Berbagi Berkah LAZ Goedang Zakat Al-Khairaat

Zakat Perdagangan Akhir Tahun, Inilah Aturan dan Cara Praktis bagi Pedagang

Ketika akhir tahun tiba, pedagang biasanya mulai sibuk menghitung laba rugi, stok barang, hingga persiapan tutup buku. Namun ada satu hal yang tidak boleh dilupakan yaitu Zakat Perdagangan. Bagi pedagang muslim yang hartanya telah mencapai nisab dan haul, zakat ini bukan hanya kewajiban, tetapi juga cara membersihkan harta agar lebih berkah dan berkembang.

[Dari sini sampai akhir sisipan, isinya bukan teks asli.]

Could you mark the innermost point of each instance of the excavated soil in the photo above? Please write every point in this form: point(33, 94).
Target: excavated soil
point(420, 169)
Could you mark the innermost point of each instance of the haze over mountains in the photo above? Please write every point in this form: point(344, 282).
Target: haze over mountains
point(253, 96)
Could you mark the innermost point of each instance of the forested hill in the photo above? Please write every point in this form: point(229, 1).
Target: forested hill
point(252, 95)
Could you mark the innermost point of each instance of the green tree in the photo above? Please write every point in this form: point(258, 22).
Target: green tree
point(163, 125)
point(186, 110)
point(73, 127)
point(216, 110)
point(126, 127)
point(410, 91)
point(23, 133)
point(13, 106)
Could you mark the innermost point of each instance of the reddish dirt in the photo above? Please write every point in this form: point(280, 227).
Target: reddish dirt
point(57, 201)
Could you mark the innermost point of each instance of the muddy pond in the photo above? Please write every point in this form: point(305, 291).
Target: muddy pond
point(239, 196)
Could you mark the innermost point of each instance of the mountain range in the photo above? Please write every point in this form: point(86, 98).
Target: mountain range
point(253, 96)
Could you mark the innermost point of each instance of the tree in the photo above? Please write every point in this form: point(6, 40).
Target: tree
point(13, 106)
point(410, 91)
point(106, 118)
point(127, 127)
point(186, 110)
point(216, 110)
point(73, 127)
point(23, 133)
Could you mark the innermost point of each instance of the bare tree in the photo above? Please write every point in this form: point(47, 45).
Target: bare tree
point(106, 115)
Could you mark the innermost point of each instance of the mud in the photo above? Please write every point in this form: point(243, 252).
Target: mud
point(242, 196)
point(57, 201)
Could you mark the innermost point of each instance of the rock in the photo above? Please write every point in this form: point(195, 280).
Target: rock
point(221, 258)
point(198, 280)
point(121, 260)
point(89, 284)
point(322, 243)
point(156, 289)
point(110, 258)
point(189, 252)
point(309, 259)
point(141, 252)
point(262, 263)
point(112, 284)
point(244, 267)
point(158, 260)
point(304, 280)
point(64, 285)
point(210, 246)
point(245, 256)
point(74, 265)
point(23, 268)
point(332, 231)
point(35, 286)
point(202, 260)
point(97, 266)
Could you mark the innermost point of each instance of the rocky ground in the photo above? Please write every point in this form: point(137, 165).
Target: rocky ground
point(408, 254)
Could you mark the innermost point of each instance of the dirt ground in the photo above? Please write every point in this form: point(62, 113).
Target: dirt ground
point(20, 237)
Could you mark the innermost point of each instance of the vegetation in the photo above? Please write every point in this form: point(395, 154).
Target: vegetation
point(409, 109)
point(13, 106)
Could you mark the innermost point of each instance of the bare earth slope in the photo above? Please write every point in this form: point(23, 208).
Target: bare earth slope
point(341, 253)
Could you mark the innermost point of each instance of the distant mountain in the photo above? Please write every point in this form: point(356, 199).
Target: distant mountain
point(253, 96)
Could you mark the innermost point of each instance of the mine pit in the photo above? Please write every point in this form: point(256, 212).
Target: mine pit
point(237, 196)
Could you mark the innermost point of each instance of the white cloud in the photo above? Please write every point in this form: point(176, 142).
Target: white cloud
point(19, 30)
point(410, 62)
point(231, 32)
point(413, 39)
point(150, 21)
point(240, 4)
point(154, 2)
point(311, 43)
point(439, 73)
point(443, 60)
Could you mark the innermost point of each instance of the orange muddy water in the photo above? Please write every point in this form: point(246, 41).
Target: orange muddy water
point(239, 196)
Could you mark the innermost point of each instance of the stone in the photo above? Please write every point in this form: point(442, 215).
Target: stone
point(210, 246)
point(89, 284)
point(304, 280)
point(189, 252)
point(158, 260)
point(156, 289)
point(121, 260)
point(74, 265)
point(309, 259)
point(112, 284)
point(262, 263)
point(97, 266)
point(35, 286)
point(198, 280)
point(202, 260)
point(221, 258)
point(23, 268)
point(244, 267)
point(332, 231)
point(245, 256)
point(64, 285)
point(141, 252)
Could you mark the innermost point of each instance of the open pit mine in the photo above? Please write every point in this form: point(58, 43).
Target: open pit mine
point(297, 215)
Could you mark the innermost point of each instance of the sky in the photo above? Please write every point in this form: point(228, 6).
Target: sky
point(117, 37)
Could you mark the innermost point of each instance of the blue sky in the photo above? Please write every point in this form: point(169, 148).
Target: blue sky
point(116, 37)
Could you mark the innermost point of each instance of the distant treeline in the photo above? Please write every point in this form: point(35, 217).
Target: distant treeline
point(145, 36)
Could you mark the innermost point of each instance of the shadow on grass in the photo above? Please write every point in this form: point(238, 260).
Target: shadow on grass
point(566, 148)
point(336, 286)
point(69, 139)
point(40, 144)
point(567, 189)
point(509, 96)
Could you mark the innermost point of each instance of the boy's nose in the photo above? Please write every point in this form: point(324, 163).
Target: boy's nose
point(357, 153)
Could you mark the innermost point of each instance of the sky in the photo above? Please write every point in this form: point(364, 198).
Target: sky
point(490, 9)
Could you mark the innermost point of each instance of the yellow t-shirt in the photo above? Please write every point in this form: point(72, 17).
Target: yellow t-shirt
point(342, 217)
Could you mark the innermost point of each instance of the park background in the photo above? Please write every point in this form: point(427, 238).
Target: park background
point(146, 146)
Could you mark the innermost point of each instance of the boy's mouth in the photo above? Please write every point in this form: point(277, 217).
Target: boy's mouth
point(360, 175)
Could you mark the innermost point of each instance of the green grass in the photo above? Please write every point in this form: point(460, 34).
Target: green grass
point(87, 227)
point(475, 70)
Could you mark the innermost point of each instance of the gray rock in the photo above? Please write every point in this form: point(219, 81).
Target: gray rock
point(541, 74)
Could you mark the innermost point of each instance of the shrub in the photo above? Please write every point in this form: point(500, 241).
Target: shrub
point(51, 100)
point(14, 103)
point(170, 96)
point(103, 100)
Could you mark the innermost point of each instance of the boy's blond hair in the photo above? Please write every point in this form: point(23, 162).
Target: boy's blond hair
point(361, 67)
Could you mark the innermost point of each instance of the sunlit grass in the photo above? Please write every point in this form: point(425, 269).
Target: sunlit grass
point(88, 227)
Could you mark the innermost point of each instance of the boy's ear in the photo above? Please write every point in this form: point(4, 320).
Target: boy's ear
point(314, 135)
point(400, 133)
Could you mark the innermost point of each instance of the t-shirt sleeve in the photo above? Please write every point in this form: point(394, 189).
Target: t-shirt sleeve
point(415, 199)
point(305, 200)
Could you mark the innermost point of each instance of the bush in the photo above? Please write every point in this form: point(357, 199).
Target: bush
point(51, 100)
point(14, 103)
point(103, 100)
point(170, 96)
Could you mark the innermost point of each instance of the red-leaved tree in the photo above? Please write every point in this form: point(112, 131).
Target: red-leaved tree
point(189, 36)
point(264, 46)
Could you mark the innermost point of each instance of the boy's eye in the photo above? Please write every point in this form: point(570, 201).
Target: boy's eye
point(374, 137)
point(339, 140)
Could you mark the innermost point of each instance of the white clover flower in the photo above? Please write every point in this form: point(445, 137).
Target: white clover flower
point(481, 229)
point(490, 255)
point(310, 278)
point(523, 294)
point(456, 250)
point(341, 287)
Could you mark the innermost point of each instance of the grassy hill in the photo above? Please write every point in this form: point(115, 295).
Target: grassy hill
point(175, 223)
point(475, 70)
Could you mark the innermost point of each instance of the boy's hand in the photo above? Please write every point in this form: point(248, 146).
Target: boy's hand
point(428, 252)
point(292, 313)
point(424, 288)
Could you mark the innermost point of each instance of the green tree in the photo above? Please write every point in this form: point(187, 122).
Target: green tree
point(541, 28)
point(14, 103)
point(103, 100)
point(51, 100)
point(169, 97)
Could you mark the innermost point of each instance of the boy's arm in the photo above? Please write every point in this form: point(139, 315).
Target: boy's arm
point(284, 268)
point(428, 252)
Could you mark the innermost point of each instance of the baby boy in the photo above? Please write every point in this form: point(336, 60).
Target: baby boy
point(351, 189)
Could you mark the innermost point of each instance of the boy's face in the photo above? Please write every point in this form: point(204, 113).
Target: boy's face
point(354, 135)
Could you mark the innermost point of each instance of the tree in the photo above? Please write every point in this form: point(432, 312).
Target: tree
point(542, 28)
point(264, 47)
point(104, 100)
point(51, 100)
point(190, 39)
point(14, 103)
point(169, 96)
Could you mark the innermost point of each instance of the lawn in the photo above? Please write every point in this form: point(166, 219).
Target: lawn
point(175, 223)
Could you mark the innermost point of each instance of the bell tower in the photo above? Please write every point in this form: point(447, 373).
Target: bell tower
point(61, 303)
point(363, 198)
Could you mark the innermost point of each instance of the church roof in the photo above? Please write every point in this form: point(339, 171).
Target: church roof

Apa Itu Zakat Perdagangan?

Zakat perdagangan adalah zakat yang dikenakan pada harta yang digunakan untuk aktivitas jual beli dengan tujuan memperoleh keuntungan. Contohnya:

  • Toko bahan pokok
  • Usaha online shop
  • Distributor
  • Minimarket
  • Pedagang grosir dan eceran
  • Jasa yang memiliki aset atau inventaris untuk diperjualbelikan

Selama usaha tersebut bertujuan profit, maka pemiliknya wajib menghitung kewajiban zakat jika memenuhi syarat.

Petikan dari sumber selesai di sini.